In zijn eindarrest heeft het hof naar aanleiding van een daartoe strekkend verzoek van [eiser] overwogen geen aanleiding te zien van deze beslissing terug te komen (rov. 2.4). Voorts heeft het ten aanzien van het beroep van [eiser] op nietigheid van het Dexia Aanbod wegens strijd met de openbare orde overwogen:
“2.11 (…) Voor het aangaan van een als koop op afbetaling te kwalificeren effectenleaseovereenkomst behoeft een echtgenoot de toestemming van de andere echtgenoot (art. 1:88 lid 1 sub d BW). Gaat de echtgenoot een dergelijke rechtshandeling zonder toestemming aan, dan is die rechtshandeling vernietigbaar; slechts de andere echtgenoot kan een beroep op die vernietigingsgrond doen (art. 1:89
lid 1 BW).
Voor het aangaan van een vaststellingsovereenkomst geldt echter niet het vereiste dat dit met toestemming van de echtgenote geschiedt. Wanneer de handelende echtgenoot een vaststellingsovereenkomst sluit, bindt hij daarmee alleen zichzelf en niet de andere echtgenoot die de vaststellingsovereenkomst niet medeondertekent. Daardoor wordt de mogelijkheid van laatstgenoemde om een beroep op vernietiging van de effectenleaseovereenkomst te doen dan ook niet onmogelijk gemaakt. Van strijd met de openbare orde is dus geen sprake.”

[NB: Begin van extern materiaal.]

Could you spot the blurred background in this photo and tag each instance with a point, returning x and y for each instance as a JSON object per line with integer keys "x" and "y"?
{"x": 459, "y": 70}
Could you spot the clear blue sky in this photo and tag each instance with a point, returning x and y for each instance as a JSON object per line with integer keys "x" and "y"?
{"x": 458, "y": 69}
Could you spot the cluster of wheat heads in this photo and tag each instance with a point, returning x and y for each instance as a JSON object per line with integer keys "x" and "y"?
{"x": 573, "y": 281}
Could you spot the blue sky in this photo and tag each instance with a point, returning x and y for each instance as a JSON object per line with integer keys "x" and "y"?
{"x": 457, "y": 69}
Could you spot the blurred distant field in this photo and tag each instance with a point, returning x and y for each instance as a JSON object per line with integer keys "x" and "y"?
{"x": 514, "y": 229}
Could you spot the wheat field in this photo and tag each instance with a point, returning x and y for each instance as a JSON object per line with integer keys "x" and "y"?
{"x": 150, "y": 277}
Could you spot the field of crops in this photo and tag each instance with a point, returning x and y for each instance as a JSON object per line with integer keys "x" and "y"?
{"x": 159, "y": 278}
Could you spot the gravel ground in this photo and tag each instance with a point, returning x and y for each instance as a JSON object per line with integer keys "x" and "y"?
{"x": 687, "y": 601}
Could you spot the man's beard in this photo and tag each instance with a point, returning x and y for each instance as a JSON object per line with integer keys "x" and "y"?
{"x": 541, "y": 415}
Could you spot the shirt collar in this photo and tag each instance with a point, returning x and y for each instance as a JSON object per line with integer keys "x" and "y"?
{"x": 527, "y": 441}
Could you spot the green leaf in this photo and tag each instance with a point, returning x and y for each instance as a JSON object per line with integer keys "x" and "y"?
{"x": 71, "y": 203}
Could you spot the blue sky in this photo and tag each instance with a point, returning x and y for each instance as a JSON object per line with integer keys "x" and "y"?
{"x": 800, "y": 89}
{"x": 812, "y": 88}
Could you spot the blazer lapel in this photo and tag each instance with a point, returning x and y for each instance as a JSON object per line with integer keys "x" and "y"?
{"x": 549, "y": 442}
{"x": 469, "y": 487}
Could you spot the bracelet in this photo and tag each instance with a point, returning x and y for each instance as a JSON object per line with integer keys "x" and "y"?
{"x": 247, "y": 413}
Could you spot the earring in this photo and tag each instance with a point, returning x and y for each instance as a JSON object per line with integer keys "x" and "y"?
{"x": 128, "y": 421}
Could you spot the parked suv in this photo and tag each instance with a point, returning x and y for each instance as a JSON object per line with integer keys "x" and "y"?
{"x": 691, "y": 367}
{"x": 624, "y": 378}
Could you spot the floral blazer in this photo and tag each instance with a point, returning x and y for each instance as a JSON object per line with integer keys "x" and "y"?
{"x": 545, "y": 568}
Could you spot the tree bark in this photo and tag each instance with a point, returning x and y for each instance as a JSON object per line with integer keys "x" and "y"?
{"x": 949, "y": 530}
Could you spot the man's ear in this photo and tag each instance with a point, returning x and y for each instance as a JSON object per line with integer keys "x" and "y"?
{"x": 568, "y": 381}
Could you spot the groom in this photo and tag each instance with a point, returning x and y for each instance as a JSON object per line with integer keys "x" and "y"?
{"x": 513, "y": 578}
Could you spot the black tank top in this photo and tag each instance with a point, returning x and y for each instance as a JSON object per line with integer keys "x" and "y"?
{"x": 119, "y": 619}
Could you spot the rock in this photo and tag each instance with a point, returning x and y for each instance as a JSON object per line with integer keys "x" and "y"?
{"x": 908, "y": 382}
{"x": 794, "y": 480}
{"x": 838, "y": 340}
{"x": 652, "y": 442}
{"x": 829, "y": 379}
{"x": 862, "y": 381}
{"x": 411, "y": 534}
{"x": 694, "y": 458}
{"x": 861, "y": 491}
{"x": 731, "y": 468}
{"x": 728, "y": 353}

Het hof heeft de vordering van Värde alsnog toegewezen.
4.3.1Onderdeel 1 is gericht tegen rov. 2.11 van het eindarrest. Het voert aan dat niet in het algemeen valt te zeggen of een vaststellingsovereenkomst waarbij nadere regelingen worden getroffen omtrent de gevolgen van een effectenleaseovereenkomst ook weer de toestemming van de andere echtgenoot behoeft. Denkbaar is dat de vaststellingsovereenkomst zelf als een vorm van koop op afbetaling moet worden aangemerkt of dat voor de vaststellingsovereenkomst toestemming vereist is omdat zij voortbouwt op de initiële overeenkomst. De argumenten die het hof noemt, zijn dus niet beslissend. Als het hof dit niet zou hebben miskend, is het bestreden arrest volgens het onderdeel op dit punt in ieder geval ontoereikend gemotiveerd.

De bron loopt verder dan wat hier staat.